OKeefe.R.A.%EDXA@sri-unix.UUCP (09/30/83)

From:  Richard.HPS ( on ERCC DEC-10 ) <OKeefe.R.A.@EDXA> )

You may already have seen my article in SigPlan where I say how
horrible it is to use assert & retract and you really shouldn't do it.
[ Unless the program is explicitly supposed to maintain a data base,
in which case you have no real alternative.  That's my excuse anyway,
when people point the finger at records / recorded / erase in my
code. ] I thought it might be generally interesting if I pointed out
another pernicious effect of asserts and retracts on clauses.

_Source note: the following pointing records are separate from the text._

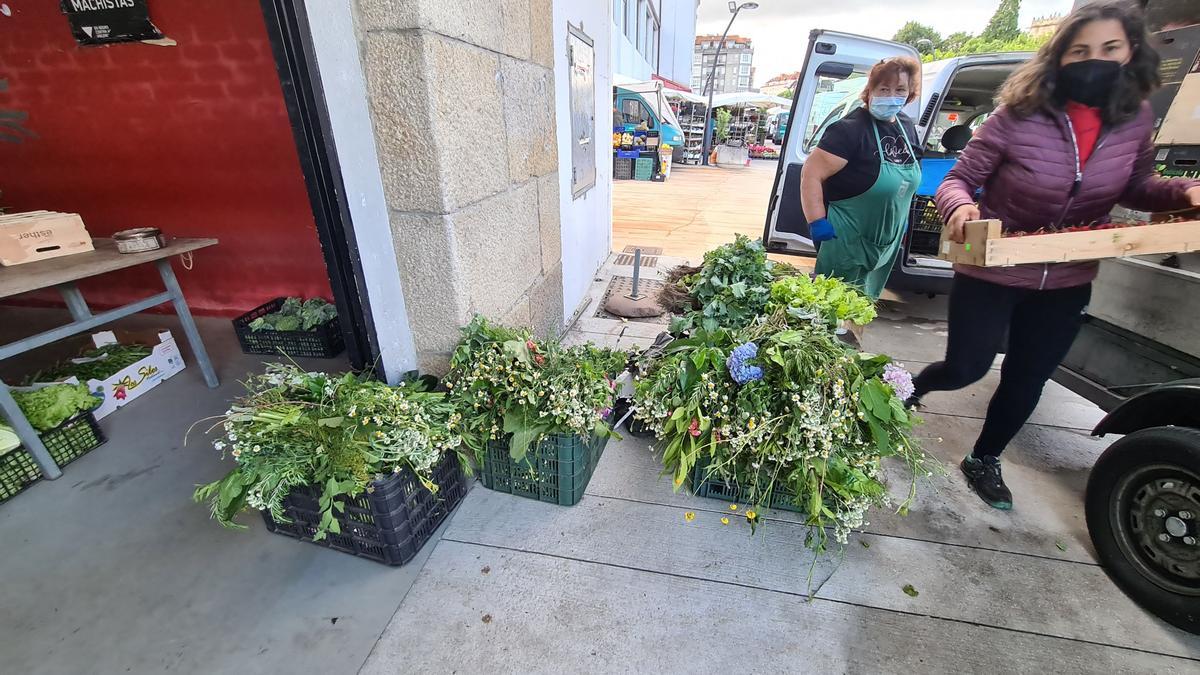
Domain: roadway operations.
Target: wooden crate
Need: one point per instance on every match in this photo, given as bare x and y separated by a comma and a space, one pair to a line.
39, 236
985, 246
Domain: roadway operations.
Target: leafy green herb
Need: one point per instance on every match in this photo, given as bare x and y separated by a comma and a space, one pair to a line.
335, 431
51, 406
297, 315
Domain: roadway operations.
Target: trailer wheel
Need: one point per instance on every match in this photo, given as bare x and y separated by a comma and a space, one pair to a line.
1143, 509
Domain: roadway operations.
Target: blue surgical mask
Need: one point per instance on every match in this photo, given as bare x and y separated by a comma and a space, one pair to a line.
886, 107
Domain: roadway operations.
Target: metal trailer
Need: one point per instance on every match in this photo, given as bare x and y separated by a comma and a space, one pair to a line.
1138, 357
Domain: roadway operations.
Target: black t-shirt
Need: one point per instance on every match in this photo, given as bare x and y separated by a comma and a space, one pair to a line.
852, 139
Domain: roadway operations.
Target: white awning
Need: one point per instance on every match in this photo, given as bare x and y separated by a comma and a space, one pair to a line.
754, 99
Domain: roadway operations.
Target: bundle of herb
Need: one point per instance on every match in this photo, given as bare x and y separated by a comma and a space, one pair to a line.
831, 299
297, 315
337, 431
507, 383
783, 411
95, 364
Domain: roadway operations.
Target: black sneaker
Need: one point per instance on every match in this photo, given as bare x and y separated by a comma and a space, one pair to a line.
983, 476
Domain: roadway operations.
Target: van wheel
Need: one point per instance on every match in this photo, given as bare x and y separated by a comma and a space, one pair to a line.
1143, 509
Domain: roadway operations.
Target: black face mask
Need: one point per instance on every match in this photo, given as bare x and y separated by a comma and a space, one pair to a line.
1089, 82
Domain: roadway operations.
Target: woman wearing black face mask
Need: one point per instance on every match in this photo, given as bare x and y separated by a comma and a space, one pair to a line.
1071, 141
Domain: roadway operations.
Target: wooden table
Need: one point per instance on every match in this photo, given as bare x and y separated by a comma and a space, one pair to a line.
63, 274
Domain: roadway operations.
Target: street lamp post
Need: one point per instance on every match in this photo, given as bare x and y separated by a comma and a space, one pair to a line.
708, 111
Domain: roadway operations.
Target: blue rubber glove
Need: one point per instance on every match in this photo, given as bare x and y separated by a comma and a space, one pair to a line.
822, 230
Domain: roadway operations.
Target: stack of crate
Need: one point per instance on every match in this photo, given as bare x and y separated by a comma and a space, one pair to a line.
40, 236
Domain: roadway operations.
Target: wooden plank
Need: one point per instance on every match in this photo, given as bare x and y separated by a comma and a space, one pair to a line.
1000, 590
985, 246
551, 615
105, 258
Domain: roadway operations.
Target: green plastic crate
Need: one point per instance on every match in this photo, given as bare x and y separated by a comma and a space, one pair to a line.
643, 168
715, 488
557, 470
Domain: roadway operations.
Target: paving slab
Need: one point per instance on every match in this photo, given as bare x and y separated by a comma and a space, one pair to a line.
1001, 590
540, 614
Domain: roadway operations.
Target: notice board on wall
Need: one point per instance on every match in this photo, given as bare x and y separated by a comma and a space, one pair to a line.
105, 22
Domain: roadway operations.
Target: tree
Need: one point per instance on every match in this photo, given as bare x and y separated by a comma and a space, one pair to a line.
1005, 24
912, 33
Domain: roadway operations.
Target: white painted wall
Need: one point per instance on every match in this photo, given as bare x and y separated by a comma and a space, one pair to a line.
346, 96
587, 221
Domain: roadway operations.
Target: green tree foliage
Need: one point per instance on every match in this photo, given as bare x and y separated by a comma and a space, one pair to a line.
1005, 24
913, 33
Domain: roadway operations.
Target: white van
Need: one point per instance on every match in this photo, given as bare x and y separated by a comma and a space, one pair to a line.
957, 95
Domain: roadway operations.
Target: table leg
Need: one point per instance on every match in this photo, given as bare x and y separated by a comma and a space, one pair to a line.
185, 318
76, 304
27, 434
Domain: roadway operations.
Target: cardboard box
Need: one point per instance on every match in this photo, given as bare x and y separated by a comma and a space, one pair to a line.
133, 381
1182, 123
40, 236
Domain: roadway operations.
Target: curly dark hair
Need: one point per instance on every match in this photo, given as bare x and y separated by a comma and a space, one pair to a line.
1033, 85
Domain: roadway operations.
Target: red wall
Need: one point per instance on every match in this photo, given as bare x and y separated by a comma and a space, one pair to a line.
193, 139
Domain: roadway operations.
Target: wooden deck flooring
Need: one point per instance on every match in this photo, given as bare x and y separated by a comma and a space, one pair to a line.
696, 209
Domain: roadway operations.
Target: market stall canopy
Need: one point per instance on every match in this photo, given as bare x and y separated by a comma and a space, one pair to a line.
754, 99
654, 95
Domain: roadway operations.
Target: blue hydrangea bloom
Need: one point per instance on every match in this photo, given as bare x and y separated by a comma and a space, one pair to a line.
741, 369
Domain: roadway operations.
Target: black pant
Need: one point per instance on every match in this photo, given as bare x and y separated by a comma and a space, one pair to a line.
1042, 324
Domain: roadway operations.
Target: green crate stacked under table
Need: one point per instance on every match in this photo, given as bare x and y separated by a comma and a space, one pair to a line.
643, 168
557, 470
715, 488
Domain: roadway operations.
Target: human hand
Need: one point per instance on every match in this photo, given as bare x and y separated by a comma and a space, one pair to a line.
822, 230
958, 220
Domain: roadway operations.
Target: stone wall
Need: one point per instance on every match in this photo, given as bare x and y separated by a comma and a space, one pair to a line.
462, 102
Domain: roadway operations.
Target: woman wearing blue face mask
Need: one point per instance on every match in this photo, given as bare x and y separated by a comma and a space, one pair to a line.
857, 185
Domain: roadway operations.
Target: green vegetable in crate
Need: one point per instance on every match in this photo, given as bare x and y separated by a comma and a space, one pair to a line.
297, 315
51, 406
9, 440
95, 364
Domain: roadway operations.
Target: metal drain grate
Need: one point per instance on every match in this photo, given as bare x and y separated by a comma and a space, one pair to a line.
624, 286
628, 260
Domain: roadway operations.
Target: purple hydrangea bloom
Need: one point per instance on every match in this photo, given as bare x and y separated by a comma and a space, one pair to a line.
741, 370
900, 381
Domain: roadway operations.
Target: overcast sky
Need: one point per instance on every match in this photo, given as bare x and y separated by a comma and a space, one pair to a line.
780, 28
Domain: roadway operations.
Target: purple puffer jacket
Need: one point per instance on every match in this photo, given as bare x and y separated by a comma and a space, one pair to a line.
1026, 167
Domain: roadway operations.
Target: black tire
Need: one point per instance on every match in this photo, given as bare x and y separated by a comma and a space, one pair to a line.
1145, 473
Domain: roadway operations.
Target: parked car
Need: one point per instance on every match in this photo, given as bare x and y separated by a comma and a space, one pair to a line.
957, 95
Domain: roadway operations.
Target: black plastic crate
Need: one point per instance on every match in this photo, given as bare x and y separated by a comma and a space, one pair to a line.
556, 470
622, 168
325, 341
389, 524
17, 472
707, 484
73, 438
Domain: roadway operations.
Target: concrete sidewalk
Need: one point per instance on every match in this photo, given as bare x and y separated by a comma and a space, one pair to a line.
624, 583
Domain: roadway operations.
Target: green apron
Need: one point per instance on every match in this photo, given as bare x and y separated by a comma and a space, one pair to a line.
870, 226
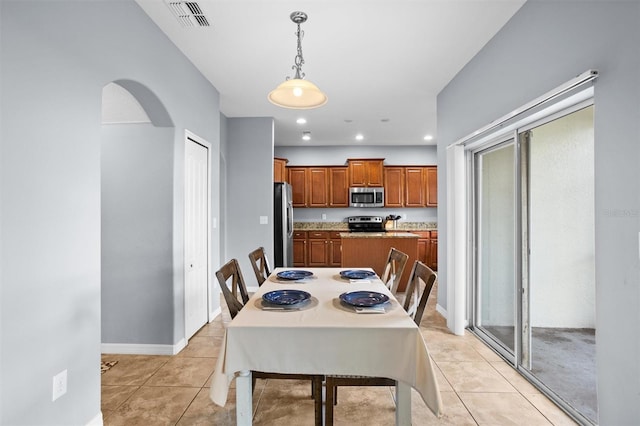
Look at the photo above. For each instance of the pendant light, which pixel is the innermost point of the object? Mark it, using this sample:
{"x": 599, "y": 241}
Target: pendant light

It is a general principal of language design that if you don't
use a feature you shouldn't have to pay for it.  Arithmetic
expressions are like that; C Prolog version 1.2D.EDAI has 'succ' 
/ 2, and if you want to use a predicate that has some pretence of
reversibility, you can use succ / 2 instead of is / 2, and all you
pay is the code space for the expression evaluator.  So is the cut:
the information that '!' needs to have kept for it to work has to
be kept anyway, and if you haven't got any cuts you aren't paying
anything for them.

Assert and retract are not like that.  There is a substantial
overhead ( my guesstimate in C Prolog would be about 2-5% of the main
loop costs ) in protecting the interpreter ( or the compiled code's
state ) against the horrible things that assert and retract can do to
predicates that happen to be running.

1.   The local stack is reclaimed on determinate exit.  If you have
     TRO, you can reclaim a little bit earlier than that.  There is
     a lookahead technique which can spot determinacy much earlier:
     you label each clause with the principal functor of its first
     argument ( this might be an integer, or NIL for a variable ),
     and after you have found a clause that matches, you scan along
     the clause list for the next clause with the right first functor,
     and record that as the alternative instead of the next clause.
     This gives you the space saving benefits that clause indexing
     provides in the Dec-10 compiler, but not the time saving.

     However: if you are allowed to retract clauses in running
     predicates, you cannot use this technique.  The clause you
     noted as the alternative might be retract before you get there!
     To get around this, whenever we retracted a clause we would have
     to scan the entire local stack seeing whether this clause was in
     there as an alternative, and doing something clever if it was.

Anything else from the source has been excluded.